The government argued that the parent banks “owned” the funds that the mortgage companies provided to the defendants, because the banks owned those companies. As to the first element of § 1344(2), the government argued that “the jury could reasonably infer . . . that the funds obtained from the mortgage companies belonged to the parent banks[,]” because any losses incurred by the mortgage companies would “flow directly up” to the banks. Gov’t Br. at 24. The Circuit court rejected this argument, citing United States v. Bennett, 621 F.3d 1131, 1136 (9th Cir. 2010): “[I]t almost goes without saying that a parent corporation does not own the assets of its wholly owned subsidiary by virtue of that relationship alone.” The government also argued that the banks had “custody or control of” the mortgage companies’ funds, 18 U.S.C. § 1344(2), because “the jury could reasonably assume that a parent company has some ‘duty’ to protect the funds of its wholly owned subsidiary and, moreover, has the ‘power or authority to guide or manage’ those funds.” Gov’t Br. 28. The government offered no evidence to support this argument. The Circuit Court held that this argument is merely a rehash of the government’s argument that the court should disregard the separate corporate forms of the mortgage companies and the parent banks.

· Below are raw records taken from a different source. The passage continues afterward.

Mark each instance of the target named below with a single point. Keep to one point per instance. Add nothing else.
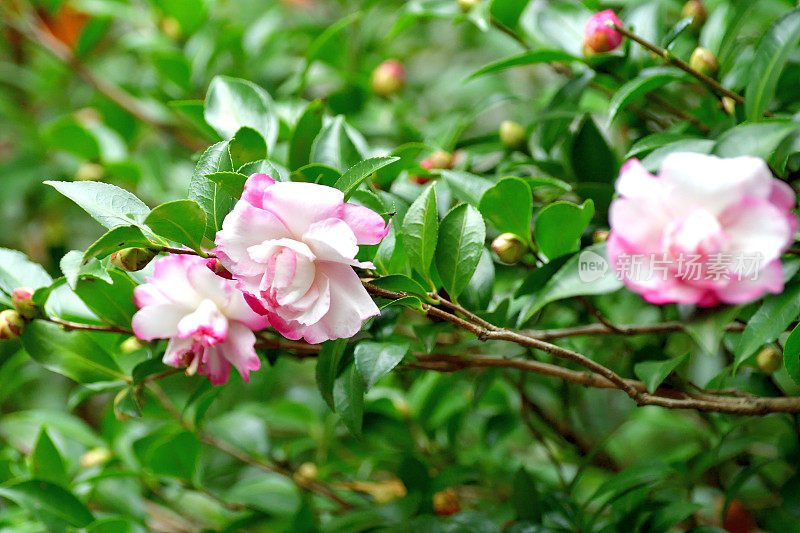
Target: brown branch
(316, 487)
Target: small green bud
(467, 5)
(769, 359)
(512, 134)
(696, 9)
(23, 302)
(704, 61)
(11, 325)
(509, 248)
(388, 77)
(132, 259)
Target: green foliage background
(215, 90)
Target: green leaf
(508, 11)
(306, 130)
(559, 226)
(591, 157)
(467, 187)
(113, 302)
(181, 221)
(771, 319)
(791, 354)
(53, 505)
(531, 57)
(328, 362)
(772, 53)
(653, 373)
(107, 204)
(336, 146)
(215, 200)
(246, 146)
(461, 237)
(348, 397)
(508, 206)
(16, 270)
(232, 103)
(421, 231)
(376, 359)
(350, 180)
(646, 81)
(116, 239)
(584, 273)
(74, 355)
(46, 460)
(758, 139)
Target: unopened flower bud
(445, 503)
(695, 9)
(216, 267)
(95, 457)
(11, 325)
(704, 61)
(388, 77)
(23, 302)
(467, 5)
(769, 359)
(511, 133)
(132, 259)
(130, 345)
(306, 472)
(508, 247)
(598, 37)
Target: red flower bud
(388, 77)
(22, 297)
(216, 267)
(598, 37)
(11, 325)
(132, 259)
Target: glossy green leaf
(232, 103)
(356, 174)
(771, 319)
(180, 221)
(508, 206)
(559, 226)
(462, 233)
(107, 204)
(75, 355)
(772, 54)
(214, 199)
(421, 232)
(376, 359)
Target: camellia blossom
(705, 231)
(598, 36)
(206, 319)
(291, 247)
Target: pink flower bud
(23, 302)
(388, 77)
(11, 325)
(132, 259)
(508, 247)
(217, 268)
(598, 37)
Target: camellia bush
(435, 265)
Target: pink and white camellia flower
(291, 247)
(598, 37)
(705, 231)
(206, 319)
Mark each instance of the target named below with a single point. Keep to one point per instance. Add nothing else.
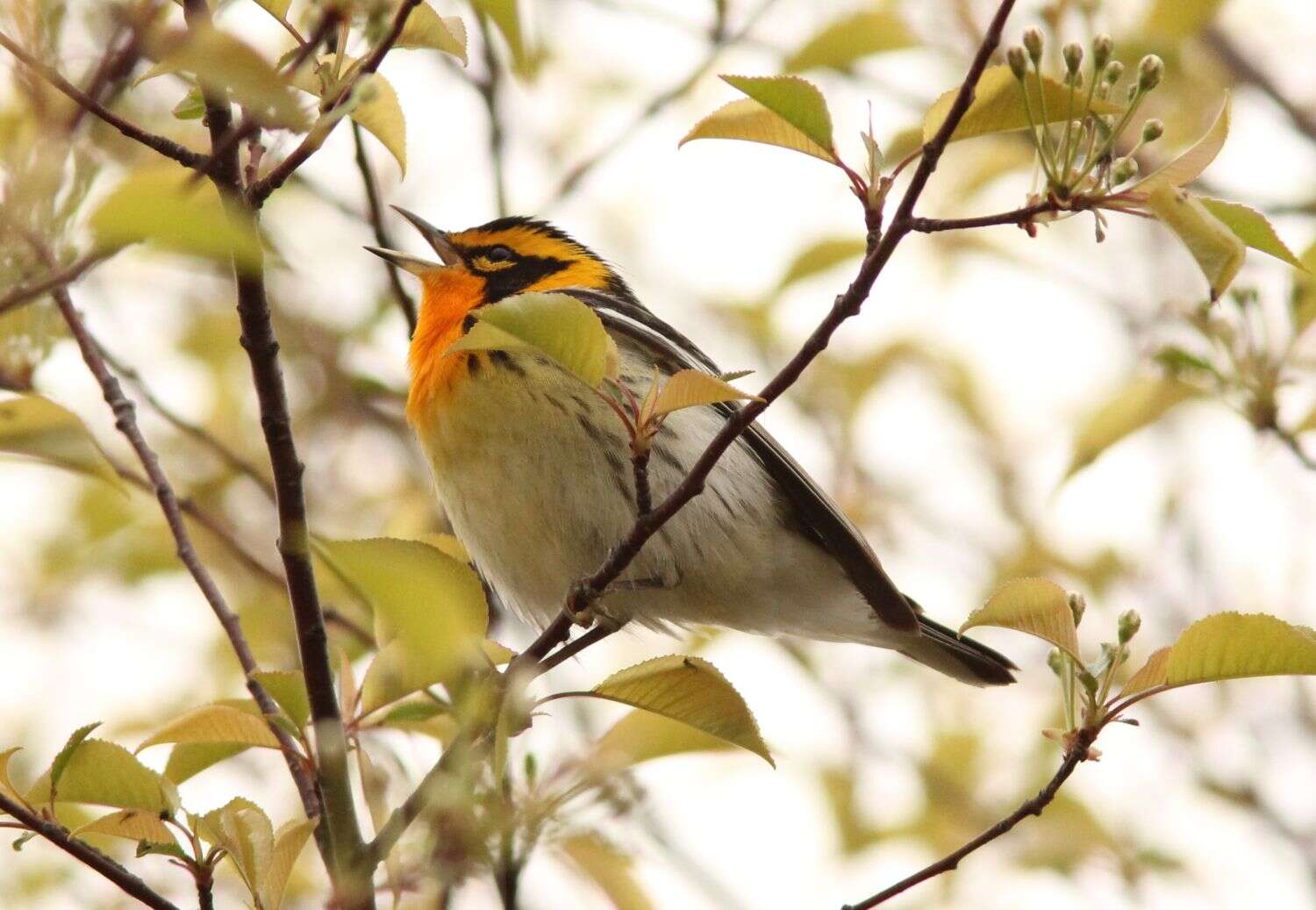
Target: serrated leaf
(1189, 166)
(1033, 606)
(1218, 249)
(689, 389)
(215, 723)
(1134, 407)
(690, 691)
(1253, 228)
(289, 691)
(554, 324)
(850, 39)
(750, 121)
(34, 426)
(107, 775)
(162, 204)
(795, 100)
(431, 614)
(426, 28)
(998, 105)
(608, 868)
(131, 823)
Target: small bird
(534, 475)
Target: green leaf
(426, 28)
(36, 426)
(162, 204)
(107, 775)
(1253, 228)
(1229, 646)
(431, 614)
(289, 689)
(795, 100)
(689, 389)
(852, 39)
(1033, 606)
(131, 823)
(554, 324)
(1134, 407)
(215, 723)
(998, 105)
(690, 691)
(1218, 249)
(608, 868)
(750, 121)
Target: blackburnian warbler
(534, 475)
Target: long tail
(963, 659)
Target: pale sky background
(719, 220)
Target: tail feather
(963, 659)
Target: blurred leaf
(998, 105)
(608, 868)
(852, 39)
(107, 775)
(215, 723)
(429, 613)
(289, 689)
(690, 691)
(1034, 606)
(36, 426)
(1129, 410)
(426, 28)
(1253, 228)
(1218, 249)
(554, 324)
(750, 121)
(165, 205)
(689, 389)
(131, 823)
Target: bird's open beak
(437, 239)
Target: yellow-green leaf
(1034, 606)
(750, 121)
(850, 39)
(107, 775)
(165, 205)
(34, 426)
(1253, 228)
(554, 324)
(1218, 249)
(215, 723)
(132, 823)
(608, 868)
(426, 28)
(1129, 410)
(795, 100)
(690, 691)
(998, 105)
(429, 613)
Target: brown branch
(86, 854)
(166, 147)
(1076, 754)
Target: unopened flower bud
(1102, 49)
(1149, 73)
(1018, 60)
(1129, 625)
(1078, 605)
(1073, 54)
(1033, 42)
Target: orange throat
(449, 295)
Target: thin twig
(166, 147)
(86, 854)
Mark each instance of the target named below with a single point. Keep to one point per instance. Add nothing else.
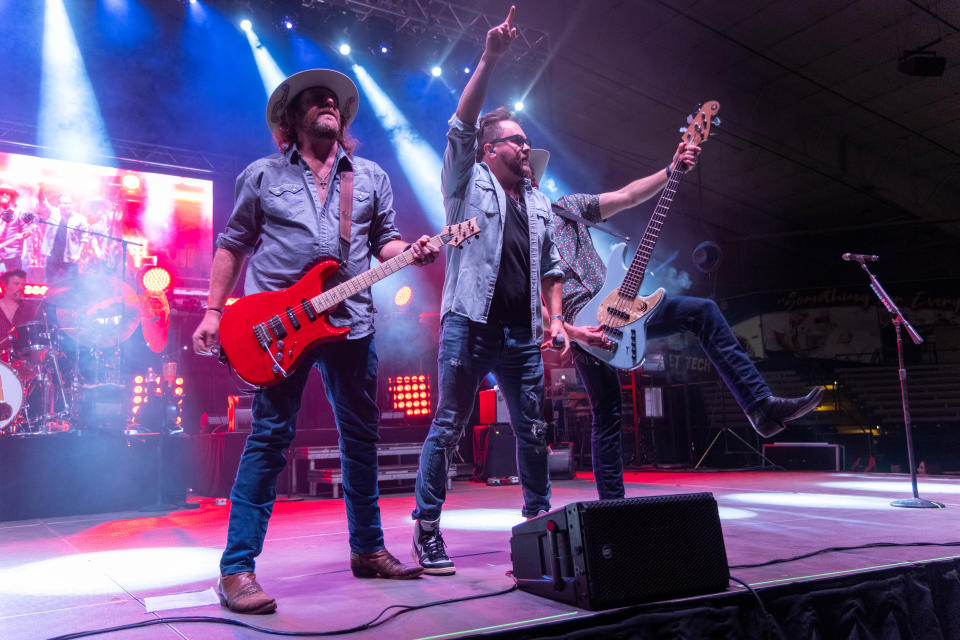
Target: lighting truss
(441, 18)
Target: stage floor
(64, 575)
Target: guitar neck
(333, 297)
(638, 267)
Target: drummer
(14, 310)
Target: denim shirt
(279, 221)
(470, 189)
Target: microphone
(859, 257)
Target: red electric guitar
(264, 335)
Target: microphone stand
(916, 502)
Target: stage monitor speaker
(613, 553)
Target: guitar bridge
(263, 336)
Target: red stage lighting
(156, 279)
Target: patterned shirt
(583, 270)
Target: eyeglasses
(516, 139)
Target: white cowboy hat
(347, 95)
(538, 159)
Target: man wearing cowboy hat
(583, 279)
(286, 218)
(491, 300)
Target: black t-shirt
(511, 296)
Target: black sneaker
(429, 550)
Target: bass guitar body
(622, 318)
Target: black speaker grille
(639, 549)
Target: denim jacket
(280, 223)
(470, 189)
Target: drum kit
(71, 349)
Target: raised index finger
(509, 20)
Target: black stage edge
(916, 600)
(74, 473)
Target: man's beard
(322, 128)
(515, 165)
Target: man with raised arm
(491, 300)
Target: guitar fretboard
(333, 297)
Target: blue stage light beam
(71, 125)
(418, 160)
(270, 71)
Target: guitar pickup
(623, 315)
(276, 326)
(292, 317)
(263, 335)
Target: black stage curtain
(916, 602)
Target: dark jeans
(349, 370)
(468, 352)
(699, 316)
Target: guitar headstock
(699, 123)
(457, 234)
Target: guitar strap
(346, 212)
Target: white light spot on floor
(481, 519)
(111, 571)
(893, 486)
(811, 500)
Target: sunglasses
(516, 139)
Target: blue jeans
(699, 316)
(702, 317)
(602, 384)
(349, 370)
(469, 351)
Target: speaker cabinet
(612, 553)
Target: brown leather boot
(382, 563)
(241, 593)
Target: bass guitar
(617, 308)
(264, 336)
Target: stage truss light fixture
(156, 279)
(410, 394)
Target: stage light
(403, 296)
(69, 118)
(270, 72)
(418, 159)
(156, 279)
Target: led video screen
(62, 219)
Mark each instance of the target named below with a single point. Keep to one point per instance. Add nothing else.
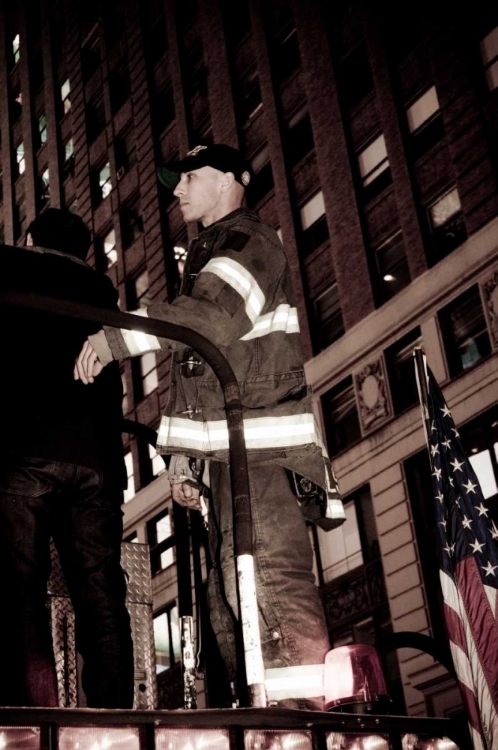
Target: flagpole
(421, 375)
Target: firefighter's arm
(115, 343)
(230, 292)
(185, 489)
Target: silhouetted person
(61, 476)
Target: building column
(219, 87)
(333, 163)
(280, 179)
(405, 193)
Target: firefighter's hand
(87, 365)
(186, 495)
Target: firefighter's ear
(227, 181)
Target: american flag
(468, 554)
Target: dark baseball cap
(219, 156)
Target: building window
(161, 542)
(313, 224)
(164, 110)
(16, 104)
(119, 86)
(237, 21)
(95, 118)
(167, 638)
(425, 123)
(20, 220)
(465, 335)
(69, 157)
(262, 181)
(157, 463)
(355, 542)
(355, 77)
(107, 251)
(144, 368)
(90, 57)
(36, 72)
(447, 225)
(125, 405)
(148, 373)
(114, 23)
(489, 55)
(299, 137)
(480, 441)
(20, 159)
(401, 371)
(102, 183)
(393, 273)
(287, 55)
(248, 94)
(340, 549)
(126, 153)
(374, 168)
(66, 96)
(328, 316)
(42, 129)
(129, 492)
(139, 292)
(131, 222)
(158, 41)
(341, 416)
(16, 49)
(44, 187)
(180, 255)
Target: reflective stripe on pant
(292, 621)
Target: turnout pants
(291, 616)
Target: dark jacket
(237, 292)
(45, 412)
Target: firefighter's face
(200, 193)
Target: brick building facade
(373, 135)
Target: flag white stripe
(240, 279)
(491, 594)
(478, 684)
(476, 739)
(263, 432)
(283, 318)
(138, 342)
(462, 666)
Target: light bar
(190, 738)
(99, 738)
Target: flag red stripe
(455, 628)
(470, 701)
(482, 622)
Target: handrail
(237, 448)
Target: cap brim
(168, 177)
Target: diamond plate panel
(63, 637)
(144, 655)
(136, 564)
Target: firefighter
(236, 291)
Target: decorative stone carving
(372, 393)
(356, 594)
(489, 289)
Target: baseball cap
(219, 156)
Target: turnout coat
(237, 292)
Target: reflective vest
(237, 292)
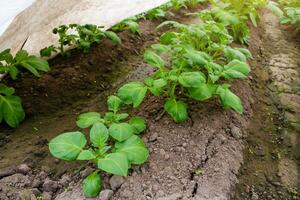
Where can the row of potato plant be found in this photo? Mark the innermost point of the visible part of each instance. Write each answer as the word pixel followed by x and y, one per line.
pixel 114 142
pixel 193 62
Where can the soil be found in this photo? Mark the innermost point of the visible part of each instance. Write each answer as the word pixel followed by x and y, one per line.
pixel 199 159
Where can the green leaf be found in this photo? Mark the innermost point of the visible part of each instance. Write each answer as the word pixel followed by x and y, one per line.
pixel 153 59
pixel 191 79
pixel 120 131
pixel 236 69
pixel 229 99
pixel 134 148
pixel 92 185
pixel 86 155
pixel 232 54
pixel 113 37
pixel 138 124
pixel 196 57
pixel 121 116
pixel 67 146
pixel 99 134
pixel 132 93
pixel 6 90
pixel 114 103
pixel 114 163
pixel 86 120
pixel 6 56
pixel 156 86
pixel 200 93
pixel 13 72
pixel 11 109
pixel 177 110
pixel 21 55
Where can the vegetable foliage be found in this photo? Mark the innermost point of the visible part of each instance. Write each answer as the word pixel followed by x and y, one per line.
pixel 115 144
pixel 11 110
pixel 82 36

The Circuit court further held that that argument disregards the statutory text that the Supreme Court so carefully interpreted in Loughrin v. United States, 573 U.S. 351, 355 (2014). That text requires the government to prove the defendant’s “intent to obtain bank property,” 573 U.S. at 355 (emphasis added), not merely to diminish its value. Accord Bennett, 621 F.3d at 1138 (holding that the same argument “fail[s] to appreciate the distinction between the act of misapplying funds belonging to a financial institution and the act of diminishing the value of a financial institution’s assets”). Similarly, the Circuit Court held that §1344(1) requires the government to prove that a defendant specifically “intend[ed] to ‘defraud a financial institution[,]’”Loughrin, 573 U.S. at 357 (quoting § 1344(1)), as opposed to a mortgage company. To prove fraud under § 1344(1), in contrast, the government at a minimum needed to prove that the defendants intended to “cause[] a federally insured bank to transfer funds under its possession and control.” United States v. Everett, 270 F.3d 986, 991 (6th Cir. 2001). The Circuit Court also found that the government failed to prove that the defendants sought to obtain bank property by means of” a misrepresentation . 18 U.S.C. §1344(2): “That element of § 1344(2) limits the provision’s scope to “frauds in which a false statement will naturally reach [a federally insured] bank (or a custodian of the bank’s property). Loughrin, 573 U.S. at 365 n.8.” The court reasoned that the mortgage companies were not custodians of the bank’s property because they did not fund the subject loans and that on the evidence presented at trial, there was no evidence that the misrepresentations on the subject loan applications ever reached the ears of anyone at the parent banks.